A shift toward fulfillment centers that support e-commerce hinges on logistics for many developers. A key differentiator between an in-store distribution center (i.e., sending goods to a Home Depot or Sears) and e-commerce fulfillment (sending goods to a single household) is location. Since a distribution center focuses on stores, a rural location – where land is cheap and space is plentiful – is appropriate. For direct-to-consumer fulfillment, however, the facility’s location is typically near a major metro area to support last-mile delivery. Additionally, the type and style of many new industrial developments revolve around e-commerce. Since e-commerce fulfillment centers require more workers and greater automation compared with traditional industrial product, developers have begun to focus on building design components such as slab depth, clear heights, power load, and bay depth. Another trend that is influencing industrial space demands throughout the United States is the combining of facilities. The trend of a combined distribution and fulfillment center (DC/FC) allows a company to aggregate its inventory and become more efficient as a result. As e-commerce firms focus on a customer’s buying patterns, this efficiency in facility design/use is crucial to achieving a strong return on occupancy costs.

Featured Market: Dallas/Fort Worth’s Rapid Expansion of Industrial Inventory

The Dallas/Fort Worth industrial market is one of the strongest in the nation. With three consecutive years of net absorption (occupancy growth) greater than 20 million square feet, it is clear that tenants view the DFW area as a key part of their supply chain and logistics strategies. Developers are responding, with more than 30 million square feet of industrial space delivered to the market last year. Keys to continued strength for the Metroplex’s market are its central location and its available land for development, as well as its educated labor force and reliable power grids. These characteristics will allow the DFW industrial market to continue to evolve and meet the needs of occupiers.

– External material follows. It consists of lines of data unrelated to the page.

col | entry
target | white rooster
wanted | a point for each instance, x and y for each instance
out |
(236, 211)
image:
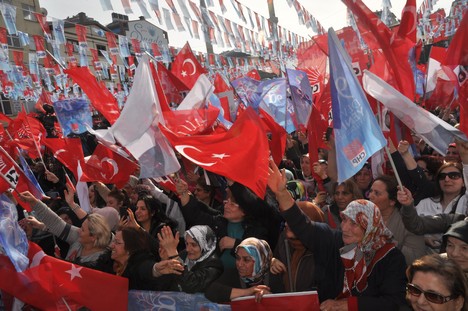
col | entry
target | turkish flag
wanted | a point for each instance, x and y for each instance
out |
(67, 150)
(238, 154)
(98, 94)
(49, 283)
(186, 66)
(107, 166)
(299, 301)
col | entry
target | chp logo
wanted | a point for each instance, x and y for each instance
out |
(355, 152)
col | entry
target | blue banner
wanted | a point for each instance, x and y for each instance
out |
(74, 115)
(357, 134)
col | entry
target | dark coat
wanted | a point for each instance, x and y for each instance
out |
(385, 284)
(200, 276)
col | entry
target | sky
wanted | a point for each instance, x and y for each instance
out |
(330, 13)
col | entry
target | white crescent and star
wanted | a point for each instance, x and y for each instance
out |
(74, 272)
(181, 150)
(194, 69)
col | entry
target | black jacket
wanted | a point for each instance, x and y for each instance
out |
(200, 276)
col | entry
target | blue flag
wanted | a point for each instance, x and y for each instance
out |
(357, 134)
(12, 238)
(301, 94)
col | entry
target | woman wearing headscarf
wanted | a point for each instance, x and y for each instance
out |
(201, 265)
(253, 258)
(363, 268)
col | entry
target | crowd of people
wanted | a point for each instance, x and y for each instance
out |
(363, 244)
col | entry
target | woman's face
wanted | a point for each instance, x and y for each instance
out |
(305, 166)
(449, 185)
(458, 251)
(342, 197)
(232, 211)
(244, 263)
(119, 253)
(431, 282)
(113, 202)
(379, 196)
(192, 247)
(363, 178)
(142, 213)
(352, 232)
(85, 236)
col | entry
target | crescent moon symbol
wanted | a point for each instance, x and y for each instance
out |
(114, 166)
(188, 60)
(56, 153)
(181, 150)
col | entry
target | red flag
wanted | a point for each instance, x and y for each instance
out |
(186, 66)
(67, 150)
(244, 148)
(49, 281)
(278, 136)
(300, 301)
(107, 166)
(100, 97)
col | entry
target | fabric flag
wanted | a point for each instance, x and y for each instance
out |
(100, 97)
(12, 238)
(67, 150)
(221, 154)
(31, 184)
(357, 134)
(301, 94)
(436, 133)
(49, 281)
(186, 66)
(107, 166)
(198, 95)
(300, 301)
(74, 115)
(142, 107)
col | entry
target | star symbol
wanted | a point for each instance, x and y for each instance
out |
(220, 155)
(74, 272)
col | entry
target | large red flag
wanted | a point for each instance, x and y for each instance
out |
(107, 166)
(99, 95)
(239, 154)
(186, 66)
(67, 150)
(53, 284)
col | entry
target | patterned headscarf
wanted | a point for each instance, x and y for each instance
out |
(260, 252)
(205, 238)
(359, 258)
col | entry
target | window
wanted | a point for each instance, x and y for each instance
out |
(13, 41)
(28, 12)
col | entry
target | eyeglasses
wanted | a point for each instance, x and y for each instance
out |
(451, 175)
(430, 296)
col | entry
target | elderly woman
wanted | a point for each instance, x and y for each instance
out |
(202, 265)
(253, 258)
(134, 259)
(363, 268)
(436, 283)
(88, 244)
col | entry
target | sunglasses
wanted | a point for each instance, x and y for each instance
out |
(430, 296)
(451, 175)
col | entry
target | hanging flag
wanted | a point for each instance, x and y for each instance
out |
(59, 32)
(9, 17)
(186, 66)
(42, 20)
(220, 153)
(357, 134)
(436, 133)
(100, 97)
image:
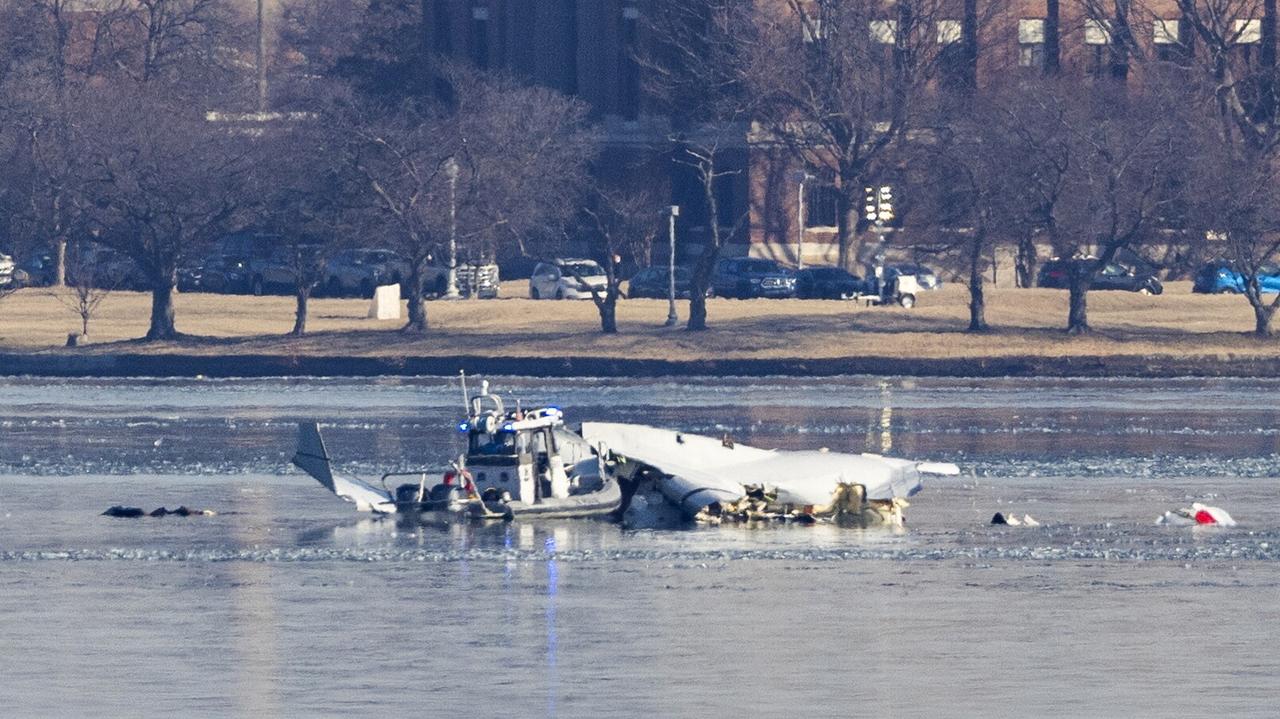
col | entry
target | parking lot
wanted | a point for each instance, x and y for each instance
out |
(1025, 323)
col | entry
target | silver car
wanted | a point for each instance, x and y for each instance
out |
(567, 279)
(7, 269)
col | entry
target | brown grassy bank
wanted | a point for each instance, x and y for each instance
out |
(1178, 328)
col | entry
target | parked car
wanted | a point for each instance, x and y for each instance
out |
(1056, 274)
(1220, 276)
(9, 271)
(566, 279)
(280, 270)
(359, 271)
(104, 268)
(748, 276)
(924, 276)
(828, 283)
(653, 282)
(216, 273)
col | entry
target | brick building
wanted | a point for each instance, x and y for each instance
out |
(586, 47)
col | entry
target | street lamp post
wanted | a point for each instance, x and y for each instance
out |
(801, 178)
(673, 211)
(451, 170)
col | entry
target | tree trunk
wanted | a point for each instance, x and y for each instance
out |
(1267, 59)
(1262, 310)
(1262, 315)
(300, 315)
(977, 298)
(969, 36)
(1079, 279)
(161, 311)
(1121, 41)
(416, 308)
(1052, 32)
(846, 228)
(60, 269)
(1025, 261)
(711, 251)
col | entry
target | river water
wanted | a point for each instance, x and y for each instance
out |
(286, 603)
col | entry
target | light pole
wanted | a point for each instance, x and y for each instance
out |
(878, 211)
(801, 178)
(451, 170)
(673, 211)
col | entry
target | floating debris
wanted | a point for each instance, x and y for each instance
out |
(1197, 514)
(1013, 521)
(133, 512)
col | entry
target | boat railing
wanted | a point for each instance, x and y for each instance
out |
(419, 475)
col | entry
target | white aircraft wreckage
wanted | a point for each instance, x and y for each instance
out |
(519, 463)
(716, 480)
(528, 463)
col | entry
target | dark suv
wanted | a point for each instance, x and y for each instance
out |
(1057, 274)
(745, 278)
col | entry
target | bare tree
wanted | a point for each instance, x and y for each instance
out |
(1235, 204)
(1226, 51)
(163, 182)
(401, 158)
(974, 195)
(86, 292)
(302, 200)
(499, 160)
(1115, 192)
(620, 223)
(840, 82)
(696, 72)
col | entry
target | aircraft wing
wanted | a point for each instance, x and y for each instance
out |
(704, 470)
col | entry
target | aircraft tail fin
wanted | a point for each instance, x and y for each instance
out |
(311, 456)
(314, 459)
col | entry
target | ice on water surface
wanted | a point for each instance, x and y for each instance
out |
(286, 603)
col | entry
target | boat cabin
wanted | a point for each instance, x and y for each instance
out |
(516, 453)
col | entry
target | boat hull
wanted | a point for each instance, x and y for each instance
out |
(600, 503)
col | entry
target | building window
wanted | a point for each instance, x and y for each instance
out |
(629, 106)
(885, 32)
(813, 30)
(480, 37)
(951, 56)
(1097, 37)
(1031, 42)
(1169, 41)
(442, 35)
(821, 204)
(1247, 35)
(727, 206)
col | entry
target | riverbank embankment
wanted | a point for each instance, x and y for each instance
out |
(1174, 334)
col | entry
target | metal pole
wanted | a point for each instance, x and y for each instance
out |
(671, 269)
(451, 169)
(261, 56)
(800, 224)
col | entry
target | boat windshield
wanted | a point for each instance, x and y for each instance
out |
(497, 443)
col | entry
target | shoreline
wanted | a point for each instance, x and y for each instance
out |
(136, 365)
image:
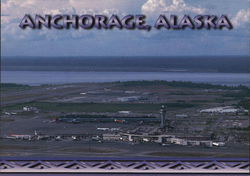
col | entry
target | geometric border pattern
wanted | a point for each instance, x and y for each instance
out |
(123, 165)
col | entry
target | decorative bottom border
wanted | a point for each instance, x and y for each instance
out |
(124, 166)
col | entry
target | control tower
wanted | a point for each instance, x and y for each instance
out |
(163, 116)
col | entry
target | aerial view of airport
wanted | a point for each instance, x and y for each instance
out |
(149, 118)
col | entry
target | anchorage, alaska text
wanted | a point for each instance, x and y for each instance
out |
(129, 22)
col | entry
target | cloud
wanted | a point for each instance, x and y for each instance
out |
(156, 7)
(14, 10)
(241, 18)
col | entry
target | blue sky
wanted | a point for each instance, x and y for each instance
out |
(18, 42)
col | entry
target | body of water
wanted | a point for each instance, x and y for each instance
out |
(63, 77)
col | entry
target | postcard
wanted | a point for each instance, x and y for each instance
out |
(124, 87)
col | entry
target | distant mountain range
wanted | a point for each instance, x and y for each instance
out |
(229, 64)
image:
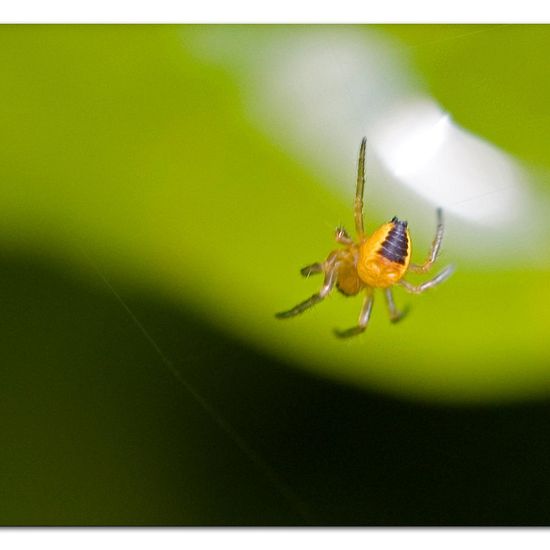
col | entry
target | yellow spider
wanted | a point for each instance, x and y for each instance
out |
(378, 261)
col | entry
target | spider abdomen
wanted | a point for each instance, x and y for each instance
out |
(384, 257)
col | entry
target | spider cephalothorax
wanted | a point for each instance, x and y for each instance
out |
(377, 261)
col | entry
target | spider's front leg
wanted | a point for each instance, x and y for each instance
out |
(342, 236)
(395, 314)
(439, 278)
(330, 269)
(436, 245)
(364, 317)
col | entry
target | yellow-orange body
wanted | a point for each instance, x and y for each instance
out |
(364, 264)
(373, 267)
(380, 260)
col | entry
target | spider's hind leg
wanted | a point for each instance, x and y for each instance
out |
(395, 314)
(331, 274)
(311, 269)
(363, 318)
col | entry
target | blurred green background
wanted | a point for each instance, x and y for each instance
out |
(149, 231)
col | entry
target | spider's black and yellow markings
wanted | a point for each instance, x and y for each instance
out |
(380, 260)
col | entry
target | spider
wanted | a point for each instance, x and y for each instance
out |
(377, 261)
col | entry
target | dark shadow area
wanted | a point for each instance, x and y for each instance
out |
(96, 430)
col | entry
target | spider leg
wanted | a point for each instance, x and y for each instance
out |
(342, 237)
(359, 190)
(364, 317)
(330, 280)
(395, 314)
(434, 251)
(311, 269)
(439, 278)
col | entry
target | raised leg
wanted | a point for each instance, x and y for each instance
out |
(342, 237)
(330, 280)
(418, 289)
(434, 251)
(395, 314)
(363, 317)
(311, 269)
(359, 190)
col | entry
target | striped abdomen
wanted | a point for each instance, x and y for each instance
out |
(384, 257)
(396, 244)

More specifically, the way in which e-commerce is a demand driver for industrial space is apparent throughout the subsets of the DFW industrial market. Recent large lease transactions in the furniture e-commerce arena, including Nebraska Furniture Mart’s 1.9 million-square foot combined retail store/distribution center near the Sam Rayburn Tollway and Plano Parkway, reflect a market that continuously adapts to new opportunities. Additionally, 2017 brought large e-commerce-related leasing activity near Alliance and DFW International Airport by UPS. Wayfair leased nearly 900,000 square feet near I-35 and Wintergreen, and Amazon continued to expand its footprint within the DFW market by leasing more than five million square feet of space at six DC/FC properties.

What Are the Implications for Our Clients?

The shift in industrial demand toward distribution and fulfillment centers to support online retailers presents a unique opportunity for both tenants and investor/developers. Developers can benefit by the creation of thoughtful and well-located speculative projects because companies are notoriously underestimating the amount of space they will need for e-commerce activities – the market is growing at approximately 10 percent per year, as shown in the adjacent graph.

U.S. RETAIL SPENDING THROUGH E-COMMERCE

U.S. RETAIL SPENDING THROUGH E-COMMERCE *Forecasted spending
Source: Statista, Bureau of Economic Analysis, NKF Research; May 2018

Tenants with e-commerce-based industrial needs may wish to focus their search for space on modern warehouses that have higher parking ratios, higher clear heights, and greater power loads. Older industrial product sometimes can be modernized to service today’s distribution and fulfillment processes, but tenants should be proactive in seeking space that is flexible enough to accommodate further expansion of their activities, given the rate of overall growth in this sector.